Introduces machine learning and data mining techniques for classification, regression, clustering, and pattern discovery, with hands-on implementation and evaluation using Python libraries.

Learning Outcomes

  • Algorithm principles & scope: Understand core concepts, strengths/weaknesses, and applicability of ML methods for **classification, regression, clustering, and reinforcement learning tasks.
  • Hands-on design & evaluation: Gain practical experience **designing, implementing, and evaluating** ML algorithms with appropriate metrics, validation, and baselines.
  • Software proficiency: Use modern ML libraries and workflows (e.g., scikit-learn pipelines, model selection, visual analytics) to build reproducible analyses.
  • Communication: Present and interpret data, methods, and results clearly in written and verbal formats for technical and non-technical audiences.

Takeaways

This course helped me build a solid end-to-end understanding of machine learning as a practical problem-solving workflow, not just a collection of algorithms. Through supervised and unsupervised learning topics such as classification, regression, clustering, and pattern discovery, I learned how to translate messy real-world questions into well-defined ML tasks, choose appropriate baselines, and reason about the strengths, limitations, and failure modes of different methods.
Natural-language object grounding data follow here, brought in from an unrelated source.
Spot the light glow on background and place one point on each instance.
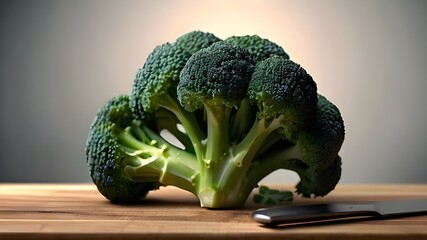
(61, 60)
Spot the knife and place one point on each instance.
(335, 211)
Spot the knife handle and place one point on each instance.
(309, 213)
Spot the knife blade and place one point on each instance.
(334, 211)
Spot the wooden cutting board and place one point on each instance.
(78, 211)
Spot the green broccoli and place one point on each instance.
(259, 48)
(127, 159)
(192, 42)
(241, 110)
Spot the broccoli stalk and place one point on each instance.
(246, 111)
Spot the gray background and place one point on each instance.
(61, 60)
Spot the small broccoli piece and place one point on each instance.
(155, 87)
(269, 196)
(127, 159)
(215, 78)
(192, 42)
(239, 107)
(259, 48)
(105, 159)
(314, 155)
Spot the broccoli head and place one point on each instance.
(238, 110)
(192, 42)
(259, 48)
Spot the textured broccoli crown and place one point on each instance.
(192, 42)
(157, 78)
(104, 157)
(259, 48)
(321, 140)
(319, 144)
(320, 180)
(281, 87)
(218, 74)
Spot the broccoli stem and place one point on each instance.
(242, 121)
(152, 159)
(167, 120)
(188, 121)
(228, 189)
(218, 138)
(288, 158)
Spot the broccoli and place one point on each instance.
(259, 48)
(192, 42)
(239, 108)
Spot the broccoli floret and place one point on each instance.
(192, 42)
(127, 159)
(155, 87)
(241, 110)
(104, 158)
(259, 48)
(313, 155)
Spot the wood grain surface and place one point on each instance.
(78, 211)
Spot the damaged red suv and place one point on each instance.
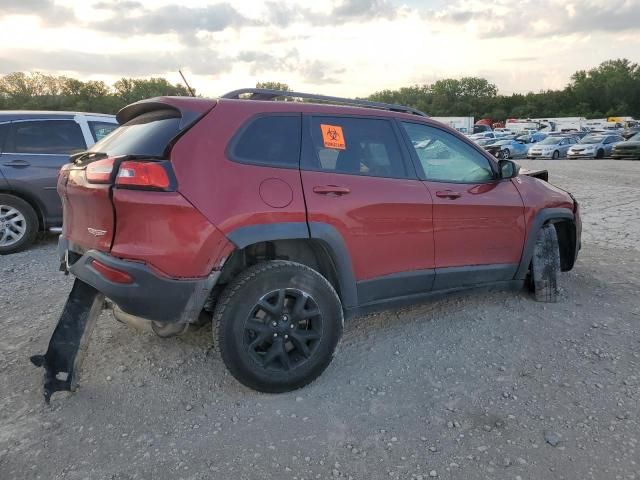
(282, 218)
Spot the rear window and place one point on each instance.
(272, 140)
(147, 134)
(99, 130)
(45, 137)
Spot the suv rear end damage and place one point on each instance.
(108, 226)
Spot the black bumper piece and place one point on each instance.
(150, 296)
(68, 344)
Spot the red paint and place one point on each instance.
(386, 223)
(163, 230)
(276, 193)
(88, 212)
(477, 224)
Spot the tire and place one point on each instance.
(18, 224)
(279, 323)
(545, 265)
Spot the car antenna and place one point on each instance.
(187, 84)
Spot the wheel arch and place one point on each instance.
(563, 220)
(317, 245)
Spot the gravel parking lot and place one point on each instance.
(487, 386)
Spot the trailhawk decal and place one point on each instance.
(332, 137)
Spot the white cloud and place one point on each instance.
(342, 47)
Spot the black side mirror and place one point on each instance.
(508, 169)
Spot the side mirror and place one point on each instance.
(508, 169)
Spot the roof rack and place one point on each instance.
(267, 94)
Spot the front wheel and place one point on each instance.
(18, 224)
(279, 323)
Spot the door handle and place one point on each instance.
(331, 190)
(448, 194)
(16, 163)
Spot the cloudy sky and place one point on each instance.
(340, 47)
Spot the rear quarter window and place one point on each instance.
(99, 130)
(270, 140)
(45, 137)
(4, 129)
(148, 134)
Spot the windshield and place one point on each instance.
(550, 141)
(148, 134)
(591, 140)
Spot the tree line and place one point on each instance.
(610, 89)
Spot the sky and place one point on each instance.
(334, 47)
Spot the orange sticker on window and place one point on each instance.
(332, 137)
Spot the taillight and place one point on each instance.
(100, 171)
(143, 175)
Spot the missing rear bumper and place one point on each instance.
(68, 344)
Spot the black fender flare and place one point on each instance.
(544, 216)
(327, 234)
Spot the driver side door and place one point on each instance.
(479, 224)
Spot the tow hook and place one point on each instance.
(68, 344)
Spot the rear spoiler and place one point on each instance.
(541, 174)
(190, 109)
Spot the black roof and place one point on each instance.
(268, 94)
(11, 115)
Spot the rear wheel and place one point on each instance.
(545, 265)
(278, 326)
(18, 224)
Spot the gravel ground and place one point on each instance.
(487, 386)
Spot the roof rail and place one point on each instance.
(267, 94)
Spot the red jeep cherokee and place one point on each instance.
(282, 218)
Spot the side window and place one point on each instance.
(272, 140)
(356, 146)
(99, 130)
(4, 129)
(444, 158)
(53, 137)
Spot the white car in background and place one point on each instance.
(594, 146)
(552, 147)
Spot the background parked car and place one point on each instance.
(630, 132)
(594, 146)
(504, 149)
(552, 147)
(532, 137)
(33, 147)
(629, 150)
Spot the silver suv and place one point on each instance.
(33, 147)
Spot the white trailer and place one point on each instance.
(462, 124)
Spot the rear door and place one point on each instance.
(357, 179)
(33, 153)
(478, 219)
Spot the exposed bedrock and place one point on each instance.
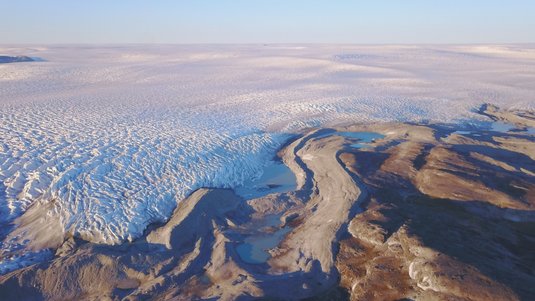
(425, 213)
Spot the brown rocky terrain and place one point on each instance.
(425, 213)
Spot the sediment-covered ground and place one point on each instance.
(109, 138)
(421, 212)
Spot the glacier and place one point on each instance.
(114, 136)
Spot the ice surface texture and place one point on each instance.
(115, 136)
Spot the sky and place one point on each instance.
(264, 21)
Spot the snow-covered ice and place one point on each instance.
(116, 135)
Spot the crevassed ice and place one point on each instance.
(117, 135)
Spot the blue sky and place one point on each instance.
(263, 21)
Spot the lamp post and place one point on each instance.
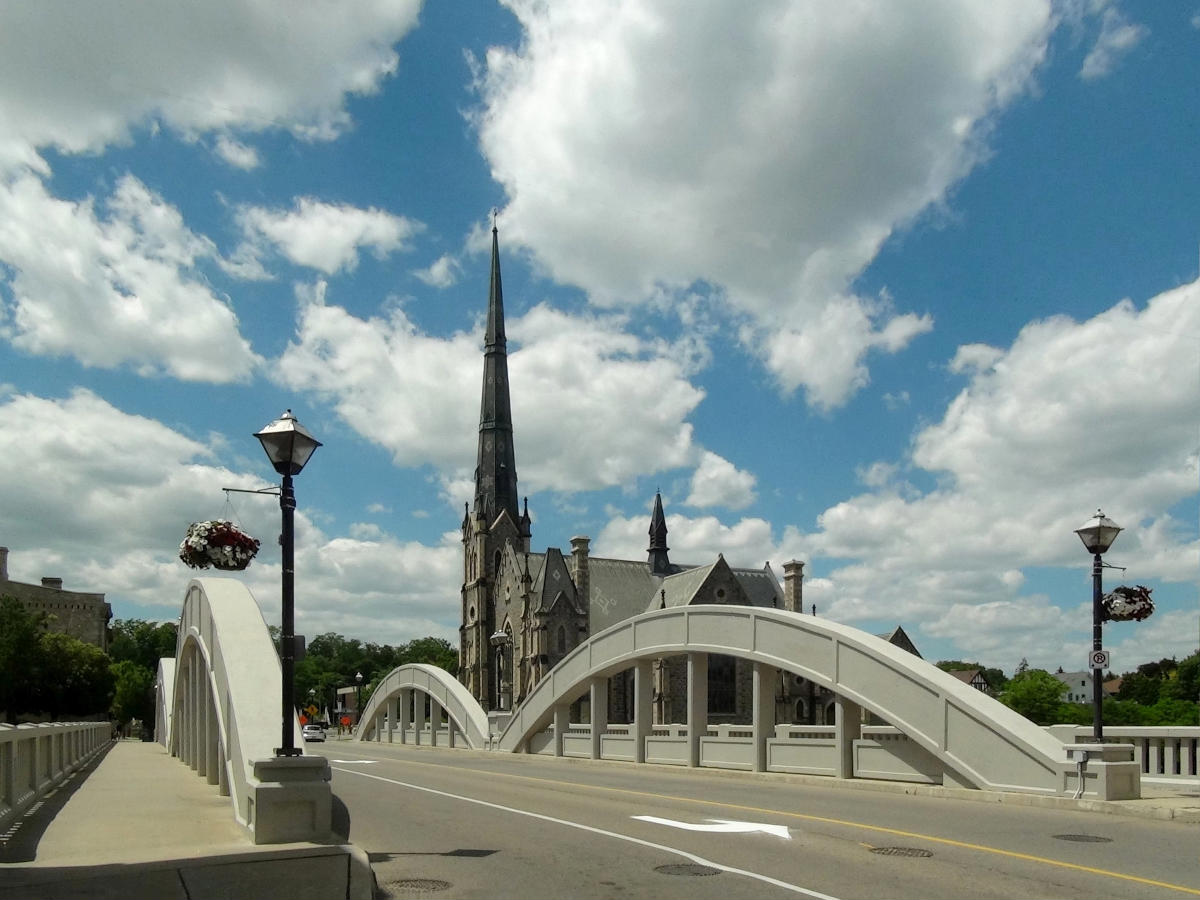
(288, 445)
(1098, 534)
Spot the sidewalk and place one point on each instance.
(139, 823)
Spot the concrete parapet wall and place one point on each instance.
(34, 759)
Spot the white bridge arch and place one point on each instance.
(225, 717)
(400, 701)
(976, 741)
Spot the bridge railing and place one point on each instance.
(397, 708)
(34, 759)
(1167, 751)
(225, 717)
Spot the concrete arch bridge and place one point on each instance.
(940, 730)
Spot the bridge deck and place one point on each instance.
(142, 823)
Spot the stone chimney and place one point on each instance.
(793, 586)
(580, 570)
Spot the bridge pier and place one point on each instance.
(599, 706)
(847, 729)
(643, 708)
(697, 705)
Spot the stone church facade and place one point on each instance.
(523, 611)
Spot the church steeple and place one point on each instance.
(659, 562)
(496, 473)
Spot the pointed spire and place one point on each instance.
(659, 562)
(496, 475)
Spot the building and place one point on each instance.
(523, 611)
(1077, 687)
(83, 616)
(975, 678)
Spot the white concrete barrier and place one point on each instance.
(35, 759)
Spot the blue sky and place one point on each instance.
(904, 291)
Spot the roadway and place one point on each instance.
(459, 823)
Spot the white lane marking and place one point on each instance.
(630, 839)
(726, 826)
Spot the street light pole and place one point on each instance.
(1098, 535)
(288, 445)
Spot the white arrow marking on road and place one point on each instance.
(724, 826)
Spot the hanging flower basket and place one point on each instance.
(219, 544)
(1128, 604)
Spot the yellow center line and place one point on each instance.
(809, 817)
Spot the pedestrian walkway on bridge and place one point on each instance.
(139, 823)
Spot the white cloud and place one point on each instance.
(767, 151)
(114, 289)
(107, 515)
(719, 483)
(327, 237)
(225, 65)
(239, 155)
(443, 273)
(418, 396)
(1117, 39)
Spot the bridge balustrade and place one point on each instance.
(35, 759)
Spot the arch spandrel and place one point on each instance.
(969, 732)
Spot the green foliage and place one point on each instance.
(995, 677)
(1036, 695)
(73, 678)
(142, 642)
(133, 695)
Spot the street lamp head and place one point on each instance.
(288, 444)
(1098, 533)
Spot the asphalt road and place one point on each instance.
(456, 823)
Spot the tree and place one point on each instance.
(133, 693)
(21, 651)
(73, 678)
(1036, 695)
(143, 642)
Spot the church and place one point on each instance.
(523, 611)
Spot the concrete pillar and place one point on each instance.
(762, 712)
(406, 714)
(562, 721)
(599, 713)
(697, 703)
(847, 729)
(643, 707)
(213, 745)
(418, 715)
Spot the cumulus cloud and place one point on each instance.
(63, 498)
(718, 149)
(225, 65)
(627, 400)
(114, 287)
(719, 483)
(1035, 415)
(1117, 37)
(323, 235)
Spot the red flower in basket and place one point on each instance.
(219, 544)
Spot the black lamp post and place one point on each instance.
(1098, 535)
(288, 445)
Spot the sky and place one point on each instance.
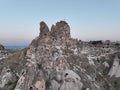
(88, 19)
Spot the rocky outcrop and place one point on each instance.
(55, 61)
(1, 47)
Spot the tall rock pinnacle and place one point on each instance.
(44, 30)
(59, 34)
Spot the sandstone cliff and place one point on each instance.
(55, 61)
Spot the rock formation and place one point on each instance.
(1, 47)
(55, 61)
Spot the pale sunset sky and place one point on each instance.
(88, 19)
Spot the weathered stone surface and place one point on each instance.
(2, 47)
(55, 61)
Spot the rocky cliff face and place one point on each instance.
(1, 47)
(55, 61)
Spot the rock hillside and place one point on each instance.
(55, 61)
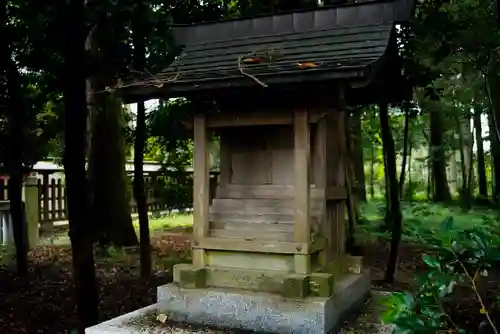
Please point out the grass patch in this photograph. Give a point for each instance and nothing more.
(168, 221)
(422, 216)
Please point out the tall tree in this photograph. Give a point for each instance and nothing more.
(139, 34)
(481, 166)
(16, 111)
(109, 197)
(393, 211)
(74, 164)
(440, 190)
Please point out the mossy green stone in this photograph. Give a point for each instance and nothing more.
(191, 278)
(295, 286)
(321, 284)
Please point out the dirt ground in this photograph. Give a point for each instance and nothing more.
(43, 301)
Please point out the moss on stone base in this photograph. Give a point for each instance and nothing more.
(321, 284)
(189, 277)
(295, 286)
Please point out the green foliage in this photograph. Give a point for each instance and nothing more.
(456, 258)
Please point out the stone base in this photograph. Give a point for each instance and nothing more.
(130, 323)
(263, 312)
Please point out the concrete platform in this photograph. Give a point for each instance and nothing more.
(261, 312)
(129, 323)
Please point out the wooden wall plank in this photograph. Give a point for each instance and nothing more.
(201, 187)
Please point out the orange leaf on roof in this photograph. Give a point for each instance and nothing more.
(307, 65)
(254, 60)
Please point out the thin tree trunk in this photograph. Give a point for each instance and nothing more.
(410, 182)
(405, 153)
(357, 155)
(372, 174)
(481, 166)
(394, 204)
(74, 165)
(140, 139)
(15, 122)
(109, 195)
(492, 84)
(441, 190)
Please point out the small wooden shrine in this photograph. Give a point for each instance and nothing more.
(276, 90)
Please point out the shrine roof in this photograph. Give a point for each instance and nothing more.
(344, 42)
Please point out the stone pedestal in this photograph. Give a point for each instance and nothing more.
(264, 312)
(238, 309)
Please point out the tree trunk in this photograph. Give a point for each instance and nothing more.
(481, 166)
(140, 139)
(394, 203)
(405, 153)
(441, 190)
(109, 194)
(493, 85)
(466, 161)
(410, 182)
(74, 165)
(372, 174)
(16, 112)
(357, 156)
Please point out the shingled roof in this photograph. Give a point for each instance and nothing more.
(344, 42)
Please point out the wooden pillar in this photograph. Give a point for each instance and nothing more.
(201, 187)
(225, 160)
(301, 221)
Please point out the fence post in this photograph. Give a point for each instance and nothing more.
(31, 205)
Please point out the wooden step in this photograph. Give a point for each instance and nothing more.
(260, 206)
(220, 204)
(271, 191)
(251, 217)
(258, 234)
(245, 226)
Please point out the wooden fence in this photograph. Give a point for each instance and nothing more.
(53, 205)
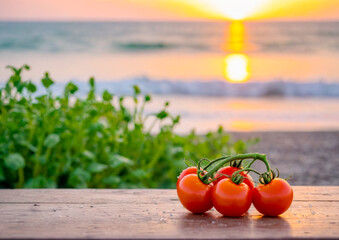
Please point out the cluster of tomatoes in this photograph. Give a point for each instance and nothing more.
(231, 190)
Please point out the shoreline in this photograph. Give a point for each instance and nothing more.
(312, 158)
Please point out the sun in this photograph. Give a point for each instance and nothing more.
(236, 9)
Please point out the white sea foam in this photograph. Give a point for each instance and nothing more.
(274, 88)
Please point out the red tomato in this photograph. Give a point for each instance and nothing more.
(189, 170)
(194, 195)
(229, 171)
(274, 198)
(231, 199)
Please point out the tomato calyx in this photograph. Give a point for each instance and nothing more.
(216, 164)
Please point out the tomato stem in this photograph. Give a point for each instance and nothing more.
(205, 178)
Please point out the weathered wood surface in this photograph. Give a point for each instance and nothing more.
(157, 214)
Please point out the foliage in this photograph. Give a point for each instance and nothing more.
(94, 141)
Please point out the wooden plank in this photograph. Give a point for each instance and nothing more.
(157, 214)
(105, 196)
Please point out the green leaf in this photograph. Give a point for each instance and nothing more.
(190, 162)
(112, 180)
(71, 87)
(2, 174)
(92, 82)
(51, 140)
(96, 167)
(31, 87)
(14, 161)
(107, 96)
(117, 160)
(47, 81)
(147, 98)
(40, 182)
(136, 90)
(88, 154)
(79, 178)
(162, 115)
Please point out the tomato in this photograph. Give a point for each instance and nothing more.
(231, 199)
(229, 171)
(194, 195)
(189, 170)
(273, 198)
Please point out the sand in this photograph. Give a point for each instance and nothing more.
(311, 157)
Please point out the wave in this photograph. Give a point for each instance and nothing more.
(216, 88)
(139, 46)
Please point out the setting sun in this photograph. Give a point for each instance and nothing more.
(236, 68)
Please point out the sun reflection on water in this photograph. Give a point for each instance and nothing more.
(236, 67)
(236, 64)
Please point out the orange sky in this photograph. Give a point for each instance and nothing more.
(168, 10)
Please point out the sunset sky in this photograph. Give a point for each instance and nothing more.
(167, 10)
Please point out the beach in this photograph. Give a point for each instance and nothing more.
(311, 157)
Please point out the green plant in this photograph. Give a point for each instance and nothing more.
(65, 141)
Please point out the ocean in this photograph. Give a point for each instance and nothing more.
(251, 76)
A major takeaway was that performance comes from the full pipeline—data preprocessing, feature representation, model selection, hyperparameter tuning, and rigorous validation—rather than any single “best” model, and that evaluation must align with the real objective using metrics that reflect trade-offs like precision/recall, calibration, and robustness. Implementing and comparing models in Python reinforced reproducibility and experimentation discipline (e.g., consistent splits, cross-validation, and controlled comparisons), while also improving my ability to interpret results and communicate them clearly to both technical and non-technical audiences. Overall, this course strengthened my foundations for applied ML engineering and data-driven product work, and it connects naturally to modern AI practice where careful evaluation, iteration, and deployment-ready thinking matter as much as model complexity.